The sanctuary is owned by the National Audubon Society. From their website,
Corkscrew Swamp Sanctuary occupies approximately 13,000 acres in the heart of the Corkscrew Watershed in Southwest Florida, part of the Western Everglades. It is primarily composed of wetlands. These include the largest remaining virgin bald cypress forest in the world (approximately 700 acres), which is the site of the largest nesting colony of Federally Endangered Wood Storks in the nation. (Audubon 2019)
This place is an oasis. We birded all morning along the boardwalk trail that travels through cypress swamps, pine flatwoods, and wet prairies. The birding club members were also very gracious; because I was an out-of-state guest, they did their best to make sure I saw nearly every bird. At first, before they remembered my name, I’d hear “Where’s the guest?!” “We’ve got the bittern!” They also have club hats and nametags that they wear. Of course I wanted both.
In all, the group collectively saw 61 species that morning! Highlights or lifers for me were Painted Bunting, Summer Tanager (the trip bird!), Anhinga, Indigo Bunting, White-eyed Vireo, Brown-headed Nuthatch, and Tufted Titmouse.
Ok, time for photos—some good, and some for the sake of simply seeing a particular bird.

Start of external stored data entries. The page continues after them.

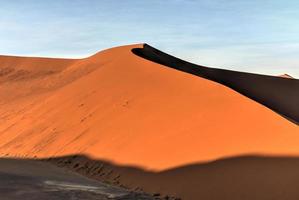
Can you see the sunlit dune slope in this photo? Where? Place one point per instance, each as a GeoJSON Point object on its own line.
{"type": "Point", "coordinates": [120, 107]}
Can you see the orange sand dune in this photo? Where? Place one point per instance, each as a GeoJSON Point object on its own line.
{"type": "Point", "coordinates": [120, 107]}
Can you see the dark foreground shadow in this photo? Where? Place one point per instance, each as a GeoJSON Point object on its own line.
{"type": "Point", "coordinates": [238, 178]}
{"type": "Point", "coordinates": [277, 93]}
{"type": "Point", "coordinates": [29, 179]}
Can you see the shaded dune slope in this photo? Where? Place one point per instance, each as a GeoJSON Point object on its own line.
{"type": "Point", "coordinates": [127, 110]}
{"type": "Point", "coordinates": [280, 95]}
{"type": "Point", "coordinates": [244, 177]}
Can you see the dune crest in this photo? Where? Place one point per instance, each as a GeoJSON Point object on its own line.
{"type": "Point", "coordinates": [120, 107]}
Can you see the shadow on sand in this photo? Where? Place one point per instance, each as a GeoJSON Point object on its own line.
{"type": "Point", "coordinates": [277, 93]}
{"type": "Point", "coordinates": [245, 177]}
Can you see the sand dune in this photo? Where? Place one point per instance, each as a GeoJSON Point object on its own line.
{"type": "Point", "coordinates": [120, 107]}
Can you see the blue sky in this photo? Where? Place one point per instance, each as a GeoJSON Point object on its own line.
{"type": "Point", "coordinates": [259, 36]}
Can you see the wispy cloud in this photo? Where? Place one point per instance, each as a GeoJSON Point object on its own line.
{"type": "Point", "coordinates": [255, 36]}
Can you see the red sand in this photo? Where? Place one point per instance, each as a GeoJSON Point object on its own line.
{"type": "Point", "coordinates": [119, 107]}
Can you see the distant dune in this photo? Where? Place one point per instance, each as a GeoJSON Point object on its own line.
{"type": "Point", "coordinates": [120, 106]}
{"type": "Point", "coordinates": [286, 76]}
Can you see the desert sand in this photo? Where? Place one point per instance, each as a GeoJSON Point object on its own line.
{"type": "Point", "coordinates": [122, 109]}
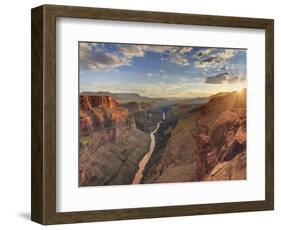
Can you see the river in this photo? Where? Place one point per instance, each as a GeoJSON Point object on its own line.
{"type": "Point", "coordinates": [145, 159]}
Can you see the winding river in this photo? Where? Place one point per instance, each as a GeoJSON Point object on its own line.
{"type": "Point", "coordinates": [145, 159]}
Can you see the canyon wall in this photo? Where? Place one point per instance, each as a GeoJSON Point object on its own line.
{"type": "Point", "coordinates": [110, 143]}
{"type": "Point", "coordinates": [207, 144]}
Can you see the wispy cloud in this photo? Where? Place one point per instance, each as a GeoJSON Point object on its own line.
{"type": "Point", "coordinates": [224, 78]}
{"type": "Point", "coordinates": [214, 58]}
{"type": "Point", "coordinates": [93, 57]}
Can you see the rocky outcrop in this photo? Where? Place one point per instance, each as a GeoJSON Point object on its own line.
{"type": "Point", "coordinates": [110, 143]}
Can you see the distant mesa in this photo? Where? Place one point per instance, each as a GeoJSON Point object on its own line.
{"type": "Point", "coordinates": [90, 102]}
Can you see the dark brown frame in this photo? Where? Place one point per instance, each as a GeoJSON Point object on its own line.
{"type": "Point", "coordinates": [43, 189]}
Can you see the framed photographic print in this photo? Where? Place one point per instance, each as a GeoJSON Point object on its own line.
{"type": "Point", "coordinates": [148, 114]}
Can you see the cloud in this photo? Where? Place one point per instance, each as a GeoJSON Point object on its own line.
{"type": "Point", "coordinates": [217, 59]}
{"type": "Point", "coordinates": [217, 79]}
{"type": "Point", "coordinates": [97, 56]}
{"type": "Point", "coordinates": [96, 59]}
{"type": "Point", "coordinates": [178, 59]}
{"type": "Point", "coordinates": [204, 52]}
{"type": "Point", "coordinates": [224, 78]}
{"type": "Point", "coordinates": [131, 51]}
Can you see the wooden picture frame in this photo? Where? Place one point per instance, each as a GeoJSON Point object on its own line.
{"type": "Point", "coordinates": [43, 208]}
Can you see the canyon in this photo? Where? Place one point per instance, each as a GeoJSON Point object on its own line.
{"type": "Point", "coordinates": [124, 138]}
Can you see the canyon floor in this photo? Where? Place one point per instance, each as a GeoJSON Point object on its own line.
{"type": "Point", "coordinates": [130, 139]}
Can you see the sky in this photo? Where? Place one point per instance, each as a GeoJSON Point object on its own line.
{"type": "Point", "coordinates": [160, 71]}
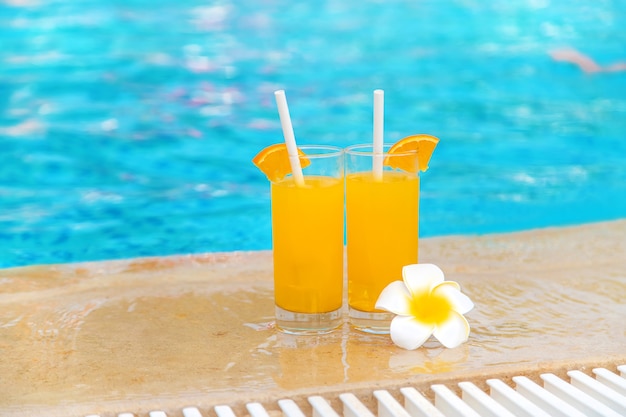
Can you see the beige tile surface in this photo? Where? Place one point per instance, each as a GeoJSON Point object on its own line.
{"type": "Point", "coordinates": [165, 333]}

Enjoy!
I love that this trip to Florida included not only new birds, but also new birding friends/contacts. I can’t wait to bird with this group again next year.
My eBird checklist from the fieldtrip is here.
National Audubon Society. 2019. The Sanctuary. Available at: http://corkscrew.audubon.org/about/sanctuary.
* The Book Bin in Salem has become a sort of book-version of the Room of Requirements for me. If I have a book in mind (or really a topic I hope is covered in a book), I simply need to walk in there with intent, and within 15 minutes in the store, I find the exact book I need. I don’t even need a wand for this (even though I have one). This Florida birding book is one example, but another time, I went in looking for a book on telemark skiing, and they had such a book.